One of the ways she has done this since coming to Winnipeg has been through a project called. Singing the Stories of Our Elders Project.  Shimoni was invited to take part in a project called Stories to Song. This was a project being created from outside the Jewish community and was aimed at pairing up songwriters with senior citizens. Songwriters would interview seniors and then write a song based on what the senior had told them. As Shimoni says, “It was a transformative experience. It was truly an incredible thing to use this skill that I had honed for many years and then use it to give someone else their voice. I fell in love with the process, and thought ‘how do I do more of this?” 

Shimoni turned to the Jewish Foundation of Manitoba, which gives special project grants for that benefit the Jewish community. As she explains, “I thought ‘there are Jewish seniors here’...and the more I thought about it when I was conceptualizing how I would go about it was...I got to do this amazing thing and witness what these people had to say... wouldn’t it be even more amazing  if someone even younger than me was present for it.” 

From this seed of an idea, Shimoni recruited teenagers from both inside the Jewish community and from outside the community.  The idea of pluralism always being one of the biggest goals of the project. “I thought, ‘what if we brought in two teenagers and one would be from outside the Jewish community and then they can meet and interact and learn and grow and share.’ And so that is what I ended up doing.” 

When the project was complete the songs were presented to the community. “They got to hear a song born out of interview that they were present for. I was hoping they would see what art can do. Look at what it can encapsulate. Look how it can move a person. It was just this joyful, joyful thing,” says Shimoni. 

One of the other events that Shimoni has taken part in was an incredibly special concert she performed at the Gwen Sector Centre for a group of Holocaust survivors. “It was just poignant. It was just a different level of awareness while I was performing. That these people survived something ...even If I had read about it my whole life, have listened to testimonies... I will never be able to wrap my head around what they have seen. And to have their warm reactions and welcome to me, just meant that much more. It was a very profound experience.” 

Shimoni finds the drastic rise in antisemitism we are currently experiencing is alarming. “It’s a very painful thing to watch. Something has gone wrong with the education for sure. There has been a distortion...it is terrifying to see the conspiracy theories go back to what they used to be. This is medieval level antisemitism. I think there is not a Jewish person on the planet who isn't very reactive to that.
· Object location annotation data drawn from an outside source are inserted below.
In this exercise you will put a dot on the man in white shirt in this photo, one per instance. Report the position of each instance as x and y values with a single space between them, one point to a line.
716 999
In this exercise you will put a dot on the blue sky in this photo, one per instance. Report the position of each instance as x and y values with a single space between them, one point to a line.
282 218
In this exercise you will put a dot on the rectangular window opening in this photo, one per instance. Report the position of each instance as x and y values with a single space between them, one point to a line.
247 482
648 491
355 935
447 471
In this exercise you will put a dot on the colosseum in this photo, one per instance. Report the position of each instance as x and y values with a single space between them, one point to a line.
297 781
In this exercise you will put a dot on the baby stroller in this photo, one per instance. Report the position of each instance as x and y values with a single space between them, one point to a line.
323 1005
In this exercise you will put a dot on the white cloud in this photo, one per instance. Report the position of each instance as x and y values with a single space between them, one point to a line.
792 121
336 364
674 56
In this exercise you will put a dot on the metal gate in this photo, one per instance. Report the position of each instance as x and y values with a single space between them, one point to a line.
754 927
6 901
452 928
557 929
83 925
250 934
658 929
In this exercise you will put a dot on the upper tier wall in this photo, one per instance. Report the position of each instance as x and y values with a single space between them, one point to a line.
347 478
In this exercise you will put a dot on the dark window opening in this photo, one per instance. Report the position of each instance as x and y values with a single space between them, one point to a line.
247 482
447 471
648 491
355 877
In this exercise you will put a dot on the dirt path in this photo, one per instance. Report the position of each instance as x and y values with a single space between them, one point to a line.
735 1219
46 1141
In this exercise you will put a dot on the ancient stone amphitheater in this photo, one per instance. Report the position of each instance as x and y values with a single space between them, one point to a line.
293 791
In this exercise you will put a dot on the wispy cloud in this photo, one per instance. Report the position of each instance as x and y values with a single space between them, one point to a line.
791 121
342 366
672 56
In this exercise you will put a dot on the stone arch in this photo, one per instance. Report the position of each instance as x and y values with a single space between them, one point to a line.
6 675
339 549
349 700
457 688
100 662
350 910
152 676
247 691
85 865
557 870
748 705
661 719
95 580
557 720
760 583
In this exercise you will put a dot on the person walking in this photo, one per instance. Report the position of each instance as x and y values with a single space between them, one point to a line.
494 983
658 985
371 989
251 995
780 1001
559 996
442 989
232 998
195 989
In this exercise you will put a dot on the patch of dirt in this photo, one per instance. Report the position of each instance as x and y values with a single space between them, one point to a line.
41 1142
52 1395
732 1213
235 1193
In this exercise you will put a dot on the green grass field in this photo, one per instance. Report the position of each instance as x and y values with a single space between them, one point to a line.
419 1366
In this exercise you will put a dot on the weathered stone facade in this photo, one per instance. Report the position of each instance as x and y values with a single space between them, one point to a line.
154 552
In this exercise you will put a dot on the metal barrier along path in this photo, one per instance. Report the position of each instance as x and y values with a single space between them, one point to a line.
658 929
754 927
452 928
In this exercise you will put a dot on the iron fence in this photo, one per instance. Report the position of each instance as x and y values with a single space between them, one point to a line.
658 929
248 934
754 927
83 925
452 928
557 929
It is in our DNA to have this vigilance, and it’s justified to be super vigilant because we know what can happen. It’s not an overreaction. We saw what happened. We need to have the right to say that publicly...and when we do, it often gets immediately attacked. I do also think it is critical in larger settings to acknowledge that we are not the only targeted group.” 

Shimoni believes that art, music, and poetry are constants that can bring together communities and help build bridges towards a society where all are valued. She is currently working on a project that draws on the traumas of the Holocaust but can still be understood through the prism of diverse cultures. As she explains, "I’ve been writing songs that are specifically informed by the inherited trauma of the Holocaust...but I am writing them in a way that I don’t mention the Holocaust specifically. And I use that imagery that is authentic to my inheritance of trauma... but that I know is directly to other communities who have experiences persecution and cultural violence.” 

Orit Shimoni has spent her life being a student of the world. Between her upbringing and her rigorous touring schedule, she has experienced and learned the value of other cultures and what inclusion and love can do. It is exciting that she has made Winnipeg her home base.  

Welcome to Winnipeg Orit! We will be looking forward to your future projects! 

This interview was made possible with the generous support of the Jewish Foundation of Manitoba.